沈年年說完轉身, 秦昭曼從**追下來握住了她的手:“年年……”
走廊的另一邊,突然傳來了腳步聲,一個護士匆匆走來, 對沈年年說:“沈總, 沈董醒了。”
“我馬上過去。”
沈年年說完轉頭看向秦昭曼握著她的手。
秦昭曼被她看著, 鬆開了手指, 說:“我在這等你。”
沈年年轉身就走,一句話拋在身後:“不舒服的話就早點回去休息。”
秦昭曼看著她的背影消失在走廊轉角處, 轉身坐了回去。
沈昌河剛醒,沈年年現在正是忙的焦頭爛額的時候,顧不上秦昭曼。
秦昭曼一個人坐在窗邊想neve為什麽會這麽生氣……
她坐到下午,李秘書來敲門。
秦昭曼轉過頭,見到是她,抬起的手放下, 讓她進來。
李秘書把拎著的餐盒放在了桌上,說:“沈總讓我來送份午飯,雞絲粥和素炒的小菜,涼了的話我去給您熱一下。”
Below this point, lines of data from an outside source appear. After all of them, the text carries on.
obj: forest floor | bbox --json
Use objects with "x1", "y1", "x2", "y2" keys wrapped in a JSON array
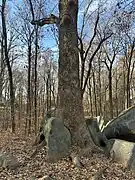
[{"x1": 0, "y1": 131, "x2": 135, "y2": 180}]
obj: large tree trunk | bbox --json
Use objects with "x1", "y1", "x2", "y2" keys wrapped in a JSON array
[{"x1": 58, "y1": 0, "x2": 89, "y2": 146}]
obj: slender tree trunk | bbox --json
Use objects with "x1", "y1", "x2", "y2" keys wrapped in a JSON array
[
  {"x1": 2, "y1": 0, "x2": 15, "y2": 133},
  {"x1": 92, "y1": 70, "x2": 98, "y2": 116},
  {"x1": 34, "y1": 28, "x2": 38, "y2": 134},
  {"x1": 0, "y1": 36, "x2": 5, "y2": 102},
  {"x1": 108, "y1": 68, "x2": 113, "y2": 119},
  {"x1": 89, "y1": 77, "x2": 93, "y2": 117},
  {"x1": 25, "y1": 44, "x2": 31, "y2": 134},
  {"x1": 98, "y1": 58, "x2": 102, "y2": 116},
  {"x1": 115, "y1": 67, "x2": 119, "y2": 116}
]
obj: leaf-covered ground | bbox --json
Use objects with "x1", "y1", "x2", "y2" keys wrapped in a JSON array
[{"x1": 0, "y1": 131, "x2": 135, "y2": 180}]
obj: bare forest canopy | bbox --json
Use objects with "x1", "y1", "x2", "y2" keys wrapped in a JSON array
[{"x1": 0, "y1": 0, "x2": 135, "y2": 133}]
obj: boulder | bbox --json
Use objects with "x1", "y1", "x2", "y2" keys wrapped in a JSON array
[
  {"x1": 103, "y1": 106, "x2": 135, "y2": 142},
  {"x1": 0, "y1": 153, "x2": 20, "y2": 170},
  {"x1": 43, "y1": 117, "x2": 71, "y2": 162},
  {"x1": 110, "y1": 139, "x2": 135, "y2": 170}
]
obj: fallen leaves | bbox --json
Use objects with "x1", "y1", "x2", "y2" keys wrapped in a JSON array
[{"x1": 0, "y1": 132, "x2": 135, "y2": 180}]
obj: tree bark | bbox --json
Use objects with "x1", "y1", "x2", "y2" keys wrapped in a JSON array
[
  {"x1": 1, "y1": 0, "x2": 15, "y2": 133},
  {"x1": 58, "y1": 0, "x2": 88, "y2": 145},
  {"x1": 108, "y1": 68, "x2": 113, "y2": 119}
]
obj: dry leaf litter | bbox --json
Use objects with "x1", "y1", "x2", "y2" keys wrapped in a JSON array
[{"x1": 0, "y1": 131, "x2": 135, "y2": 180}]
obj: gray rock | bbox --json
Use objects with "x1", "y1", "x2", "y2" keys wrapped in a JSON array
[
  {"x1": 0, "y1": 153, "x2": 20, "y2": 170},
  {"x1": 43, "y1": 117, "x2": 71, "y2": 162},
  {"x1": 103, "y1": 106, "x2": 135, "y2": 142},
  {"x1": 110, "y1": 139, "x2": 135, "y2": 170}
]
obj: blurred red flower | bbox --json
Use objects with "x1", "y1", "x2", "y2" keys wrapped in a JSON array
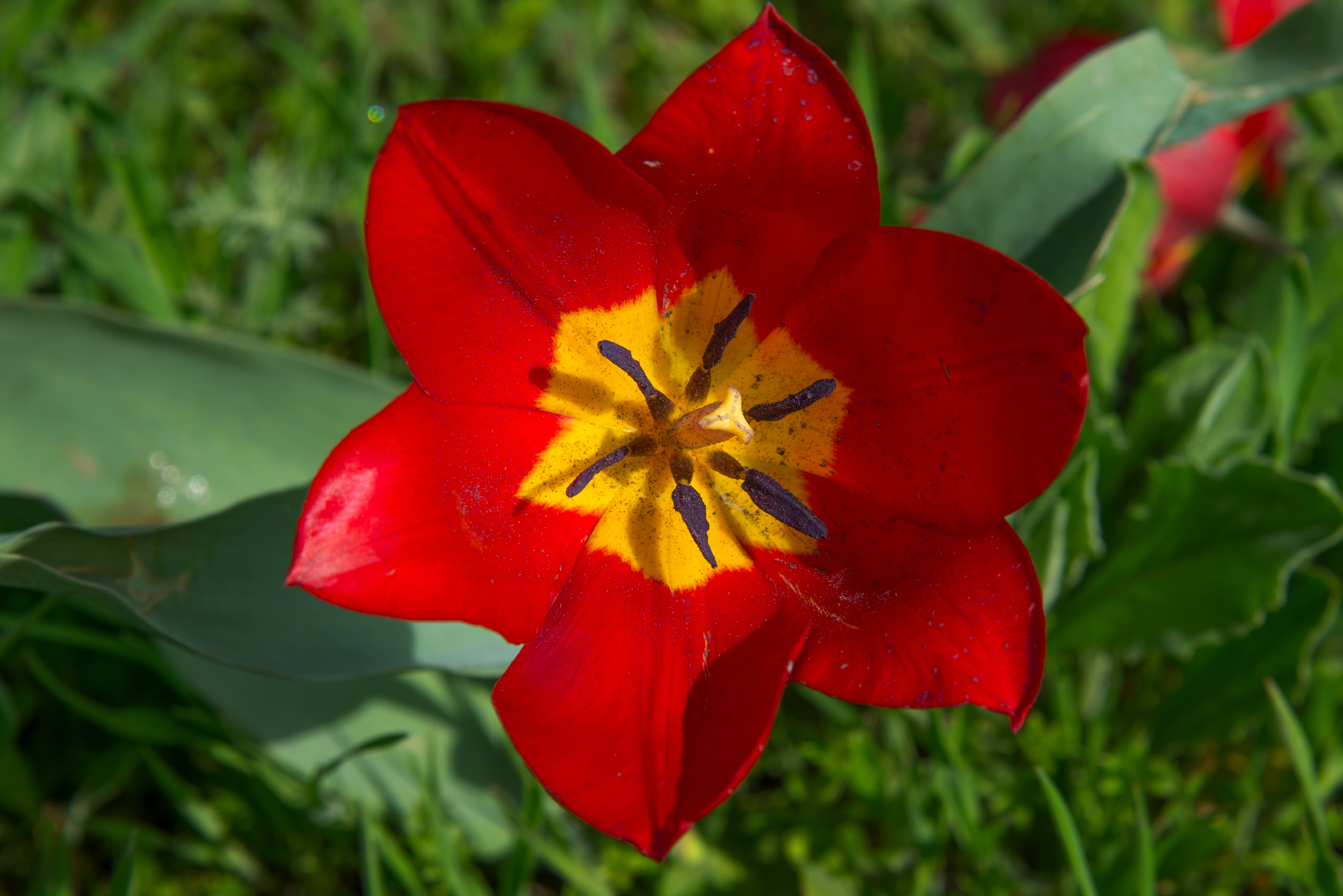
[
  {"x1": 290, "y1": 7, "x2": 1088, "y2": 858},
  {"x1": 986, "y1": 0, "x2": 1307, "y2": 293}
]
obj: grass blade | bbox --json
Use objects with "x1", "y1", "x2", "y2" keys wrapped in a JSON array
[
  {"x1": 365, "y1": 816, "x2": 428, "y2": 896},
  {"x1": 1035, "y1": 766, "x2": 1097, "y2": 896},
  {"x1": 416, "y1": 747, "x2": 490, "y2": 896},
  {"x1": 359, "y1": 809, "x2": 387, "y2": 896},
  {"x1": 108, "y1": 830, "x2": 136, "y2": 896},
  {"x1": 1264, "y1": 678, "x2": 1343, "y2": 896},
  {"x1": 1133, "y1": 783, "x2": 1156, "y2": 896}
]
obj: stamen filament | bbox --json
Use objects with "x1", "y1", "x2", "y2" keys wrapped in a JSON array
[
  {"x1": 741, "y1": 470, "x2": 829, "y2": 539},
  {"x1": 672, "y1": 482, "x2": 718, "y2": 569},
  {"x1": 685, "y1": 293, "x2": 755, "y2": 401},
  {"x1": 747, "y1": 381, "x2": 835, "y2": 423},
  {"x1": 564, "y1": 435, "x2": 655, "y2": 499},
  {"x1": 596, "y1": 339, "x2": 676, "y2": 420}
]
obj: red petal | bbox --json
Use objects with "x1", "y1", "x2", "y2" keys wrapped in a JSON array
[
  {"x1": 1217, "y1": 0, "x2": 1309, "y2": 47},
  {"x1": 495, "y1": 552, "x2": 807, "y2": 860},
  {"x1": 289, "y1": 385, "x2": 599, "y2": 643},
  {"x1": 784, "y1": 227, "x2": 1088, "y2": 532},
  {"x1": 1149, "y1": 124, "x2": 1242, "y2": 228},
  {"x1": 619, "y1": 4, "x2": 881, "y2": 330},
  {"x1": 756, "y1": 477, "x2": 1045, "y2": 727},
  {"x1": 367, "y1": 99, "x2": 661, "y2": 407}
]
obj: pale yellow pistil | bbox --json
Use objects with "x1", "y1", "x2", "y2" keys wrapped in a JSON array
[{"x1": 672, "y1": 385, "x2": 755, "y2": 448}]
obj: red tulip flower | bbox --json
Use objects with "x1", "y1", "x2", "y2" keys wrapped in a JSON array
[
  {"x1": 984, "y1": 0, "x2": 1308, "y2": 293},
  {"x1": 290, "y1": 7, "x2": 1088, "y2": 858},
  {"x1": 1147, "y1": 0, "x2": 1307, "y2": 293}
]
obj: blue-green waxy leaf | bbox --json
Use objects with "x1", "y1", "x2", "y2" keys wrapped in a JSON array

秦昭曼這才注意到已經快到下午一點了:“年年那怎麽樣?”
她都不記得多久沒受過這種冷待了,明明就隔著幾間病房, 她想知道進展還得跟一個秘書來打聽。
秦昭曼這麽想著, 心裏也沒有不滿, 隻是有些落寞。
李秘書沒透露什麽:“還算順利, 沈總說讓您早點回去休息,醫生說您打這個藥會困,得多休息才能好得……”
秦昭曼把剛打開的餐盒又合上了, 陶瓷碰撞的聲音不大不小,剛好能讓李秘書閉嘴。
“我現在走。”
她把勺子放下, 走到門口腳步一停,拿起了放在床頭櫃的那簍紙玫瑰。
病房的門關上,李秘書看著桌上沈年年親自去買的粥,輕歎了口氣。
這兩人是在鬧什麽別扭啊?
秦昭曼沒回家,開著車不知不覺就到了菲比的莊園外。
四米多的高大鐵門,兩側保安看到了秦昭曼的車直接讓開了路,讓她暢通無阻開了進去。